Sink: The entity that delivers the data to the destination. A variety of sinks allow data to be streamed to a range of destinations. One example is the HDFS sink that writes events to HDFS.
Channel: The conduit between the Source and the Sink. Sources ingest events into the channel and the sinks drain the channel.
Agent: Any physical Java virtual machine running Flume. It is a collection of sources, sinks and channels
Client: The entity that produces and transmits the Event to the Source operating within the Agent.
Flume components interact in the following way:
-A flow in Flume starts from the Client.
-The Client transmits the Event to a Source operating within the -Agent.
-The Source receiving this Event then delivers it to one or more Channels.
-One or more Sinks operating within the same Agent drains these Channels.
-Channels decouple the ingestion rate from drain rate using the familiar producer-consumer model of data exchange.
-When spikes in client side activity cause data to be generated faster than can be handled by the provisioned destination capacity can handle, the Channel size increases. This allows sources to continue normal operation for the duration of the spike.
-The Sink of one Agent can be chained to the Source of another Agent. This chaining enables the creation of complex data flow topologies.
Apache Flume Architecture
Flume basically consists of three main components, Source, Channel and Sink. A flume agent is basically a JVM process which consists of these three components through which data flow occurs. Given below is representation of a simple Flume agent listening to a webserver and writing the data to HDFS.
The source component receives the data from an external data source or a flume sink. There are different formats in which the data can be transferred. Therefore the source has to be configured based on the format of the input data. The source can be configured to listen on various sources. This helps in aggregating data from various sources and store them in a single location. The channel is a temporary storage for the events. It is similar to a queue before being passed to the sink. The storage can be of two types, memory storage or disk storage. By using memory based storage high throughput can be achieved but in case of a failure all the data is lost. A disk based storage offers less throughput and more reliability.

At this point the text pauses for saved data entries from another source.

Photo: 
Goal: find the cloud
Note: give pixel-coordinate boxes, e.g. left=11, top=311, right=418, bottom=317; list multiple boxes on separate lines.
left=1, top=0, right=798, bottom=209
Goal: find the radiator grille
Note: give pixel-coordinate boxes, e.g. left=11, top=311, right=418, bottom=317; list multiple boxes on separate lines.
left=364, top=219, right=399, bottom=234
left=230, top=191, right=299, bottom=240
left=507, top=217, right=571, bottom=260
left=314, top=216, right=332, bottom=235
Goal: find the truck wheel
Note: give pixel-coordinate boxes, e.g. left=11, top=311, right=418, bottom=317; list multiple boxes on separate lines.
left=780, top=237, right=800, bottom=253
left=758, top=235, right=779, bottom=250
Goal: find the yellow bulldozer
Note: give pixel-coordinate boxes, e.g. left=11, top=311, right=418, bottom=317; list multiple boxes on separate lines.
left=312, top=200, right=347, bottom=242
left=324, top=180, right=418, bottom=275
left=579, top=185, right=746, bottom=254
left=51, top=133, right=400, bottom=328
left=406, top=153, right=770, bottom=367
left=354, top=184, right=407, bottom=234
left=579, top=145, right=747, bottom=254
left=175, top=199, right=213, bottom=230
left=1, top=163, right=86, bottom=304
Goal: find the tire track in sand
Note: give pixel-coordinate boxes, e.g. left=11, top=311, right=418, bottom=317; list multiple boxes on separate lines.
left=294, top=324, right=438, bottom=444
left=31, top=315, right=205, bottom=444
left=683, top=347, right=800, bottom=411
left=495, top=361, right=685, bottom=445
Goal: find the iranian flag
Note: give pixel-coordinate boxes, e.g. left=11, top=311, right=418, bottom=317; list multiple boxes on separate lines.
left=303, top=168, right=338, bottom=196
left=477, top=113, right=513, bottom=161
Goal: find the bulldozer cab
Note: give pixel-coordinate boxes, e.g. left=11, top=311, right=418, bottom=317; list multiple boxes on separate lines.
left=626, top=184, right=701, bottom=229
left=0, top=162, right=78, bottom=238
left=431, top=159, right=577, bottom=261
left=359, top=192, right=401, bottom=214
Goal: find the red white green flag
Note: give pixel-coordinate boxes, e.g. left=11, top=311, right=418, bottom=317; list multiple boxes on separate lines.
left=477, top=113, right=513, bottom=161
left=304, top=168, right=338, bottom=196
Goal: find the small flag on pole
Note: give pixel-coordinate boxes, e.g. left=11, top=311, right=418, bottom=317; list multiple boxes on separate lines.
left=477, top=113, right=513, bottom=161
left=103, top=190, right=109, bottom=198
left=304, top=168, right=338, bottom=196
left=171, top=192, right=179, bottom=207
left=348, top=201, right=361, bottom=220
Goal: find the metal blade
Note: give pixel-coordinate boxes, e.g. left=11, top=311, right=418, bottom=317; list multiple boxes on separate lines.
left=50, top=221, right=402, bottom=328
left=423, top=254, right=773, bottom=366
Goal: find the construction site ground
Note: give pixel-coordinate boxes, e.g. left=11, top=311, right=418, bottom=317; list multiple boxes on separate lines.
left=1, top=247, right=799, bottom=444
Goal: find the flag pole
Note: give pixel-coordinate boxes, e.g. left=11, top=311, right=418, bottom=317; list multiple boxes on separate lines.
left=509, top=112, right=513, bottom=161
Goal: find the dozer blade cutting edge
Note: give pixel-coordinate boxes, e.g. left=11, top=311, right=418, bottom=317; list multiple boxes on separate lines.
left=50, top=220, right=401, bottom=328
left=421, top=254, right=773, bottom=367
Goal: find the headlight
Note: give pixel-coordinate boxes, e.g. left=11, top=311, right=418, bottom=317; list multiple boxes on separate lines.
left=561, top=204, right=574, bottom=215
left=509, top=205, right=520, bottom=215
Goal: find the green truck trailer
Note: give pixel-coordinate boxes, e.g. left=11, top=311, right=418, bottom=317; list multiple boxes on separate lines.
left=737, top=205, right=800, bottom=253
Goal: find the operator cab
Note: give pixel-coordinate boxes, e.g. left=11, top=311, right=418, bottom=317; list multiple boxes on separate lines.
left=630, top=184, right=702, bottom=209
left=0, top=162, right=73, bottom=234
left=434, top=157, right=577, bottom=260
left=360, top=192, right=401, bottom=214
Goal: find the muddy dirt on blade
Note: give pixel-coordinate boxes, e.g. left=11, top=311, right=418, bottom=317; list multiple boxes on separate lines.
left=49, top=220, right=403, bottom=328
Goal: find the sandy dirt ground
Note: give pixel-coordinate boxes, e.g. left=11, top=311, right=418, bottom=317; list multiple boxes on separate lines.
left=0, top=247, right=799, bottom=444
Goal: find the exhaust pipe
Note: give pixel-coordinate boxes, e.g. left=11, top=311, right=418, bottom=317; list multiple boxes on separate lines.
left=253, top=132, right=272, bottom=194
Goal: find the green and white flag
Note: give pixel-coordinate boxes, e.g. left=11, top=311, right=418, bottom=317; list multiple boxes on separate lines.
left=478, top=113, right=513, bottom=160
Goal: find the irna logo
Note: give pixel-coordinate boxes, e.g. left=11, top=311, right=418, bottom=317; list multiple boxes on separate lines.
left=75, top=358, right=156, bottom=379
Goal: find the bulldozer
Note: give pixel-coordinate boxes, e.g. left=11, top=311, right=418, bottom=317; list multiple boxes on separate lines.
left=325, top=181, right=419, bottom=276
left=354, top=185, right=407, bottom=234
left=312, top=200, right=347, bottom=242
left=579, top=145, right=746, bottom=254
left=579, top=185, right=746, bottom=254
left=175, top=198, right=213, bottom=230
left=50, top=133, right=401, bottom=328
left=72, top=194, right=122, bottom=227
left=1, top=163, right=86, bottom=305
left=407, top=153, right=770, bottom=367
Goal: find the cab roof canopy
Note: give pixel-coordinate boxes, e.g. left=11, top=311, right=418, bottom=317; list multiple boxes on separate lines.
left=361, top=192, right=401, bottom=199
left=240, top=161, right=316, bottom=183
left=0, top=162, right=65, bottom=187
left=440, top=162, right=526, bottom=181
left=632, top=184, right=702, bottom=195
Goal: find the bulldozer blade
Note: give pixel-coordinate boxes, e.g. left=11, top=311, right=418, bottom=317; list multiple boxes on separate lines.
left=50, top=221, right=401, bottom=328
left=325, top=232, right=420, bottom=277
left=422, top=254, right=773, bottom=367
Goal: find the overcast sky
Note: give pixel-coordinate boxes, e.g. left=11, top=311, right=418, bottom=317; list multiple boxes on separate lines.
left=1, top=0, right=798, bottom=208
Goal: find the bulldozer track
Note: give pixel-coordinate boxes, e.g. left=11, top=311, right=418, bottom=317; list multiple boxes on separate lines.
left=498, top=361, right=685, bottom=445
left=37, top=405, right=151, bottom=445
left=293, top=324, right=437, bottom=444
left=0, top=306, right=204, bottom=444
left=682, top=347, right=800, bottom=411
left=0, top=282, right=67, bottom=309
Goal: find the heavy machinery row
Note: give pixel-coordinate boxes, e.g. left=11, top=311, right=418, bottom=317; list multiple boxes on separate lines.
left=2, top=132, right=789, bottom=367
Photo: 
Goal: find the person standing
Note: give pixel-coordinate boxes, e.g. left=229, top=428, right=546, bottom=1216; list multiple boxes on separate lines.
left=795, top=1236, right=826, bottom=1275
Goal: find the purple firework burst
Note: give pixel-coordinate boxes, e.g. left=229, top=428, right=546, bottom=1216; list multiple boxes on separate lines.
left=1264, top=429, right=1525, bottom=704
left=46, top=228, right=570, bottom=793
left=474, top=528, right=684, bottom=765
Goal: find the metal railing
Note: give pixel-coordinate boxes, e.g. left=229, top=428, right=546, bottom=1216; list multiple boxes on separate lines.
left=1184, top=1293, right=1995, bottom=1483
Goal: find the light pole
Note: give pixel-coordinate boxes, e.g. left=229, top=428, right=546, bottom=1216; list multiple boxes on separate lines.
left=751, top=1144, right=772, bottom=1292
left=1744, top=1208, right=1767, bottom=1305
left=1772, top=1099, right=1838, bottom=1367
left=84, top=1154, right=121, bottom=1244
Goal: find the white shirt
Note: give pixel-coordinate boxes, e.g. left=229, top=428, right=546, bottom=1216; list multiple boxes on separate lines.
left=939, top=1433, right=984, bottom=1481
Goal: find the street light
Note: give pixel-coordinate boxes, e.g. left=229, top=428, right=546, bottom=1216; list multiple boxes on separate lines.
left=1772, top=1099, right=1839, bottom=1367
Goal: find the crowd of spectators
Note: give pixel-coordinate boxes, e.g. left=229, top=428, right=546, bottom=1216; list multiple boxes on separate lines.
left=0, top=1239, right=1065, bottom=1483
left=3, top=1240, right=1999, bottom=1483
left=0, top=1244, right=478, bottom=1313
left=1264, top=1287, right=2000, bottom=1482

The sink retrieves the events from the channel and then either writes it into a file system or passes it to the next agent. The source and sink work asynchronously which leads to the necessity of channel. The architecture of the Flume agent is very flexible. Source component can be designed to listen to various sources. Same goes with the channel and sink. Various sinks can be configured to send data to various destinations. We can develop a multi-hop architecture for the data transfer which is a combination of various flume agents linked either to aggregate data from various sources or distribute data to various destinations.
The flume system follows a transaction approach for the data transfer. An event is requested from the channel by the sink. An event from the channel is sent to the sink. The event is removed from the channel after it receives a confirmation from the sink. It helps in reliable transfer and prevents data loss. The same is followed in between sink-source in case of multi-hop system. Flume supports various types of data formats/mechanisms which can be passed through its agents. It supports Avro, Thrift, Syslog and Netcat. These are various formats used in data transfer.
Features of Flume
-Some of the notable features of Flume are as follows −
-Flume ingests log data from multiple web servers into a centralized store (HDFS, HBase) efficiently.
-Using Flume, we can get the data from multiple servers immediately into Hadoop.
-Along with the log files, Flume is also used to import huge volumes of event data produced by social networking sites like Facebook and Twitter, and e-commerce websites like Amazon and Flipkart.
-Flume supports a large set of sources and destinations types.
-Flume supports multi-hop flows, fan-in fan-out flows, contextual routing, etc.
-Flume can be scaled horizontally.
Advantages of Flume
-Using Apache Flume we can store the data in to any of the centralized stores (HBase, HDFS).
-When the rate of incoming data exceeds the rate at which data can be written to the destination, Flume acts as a mediator between data producers and the centralized stores and provides a steady flow of data between them.
-Flume provides the feature of contextual routing.
-The transactions in Flume are channel-based where two transactions (one sender and one receiver) are maintained for each message. It guarantees reliable message delivery.
-Flume is reliable, fault tolerant, scalable, manageable, and customizable.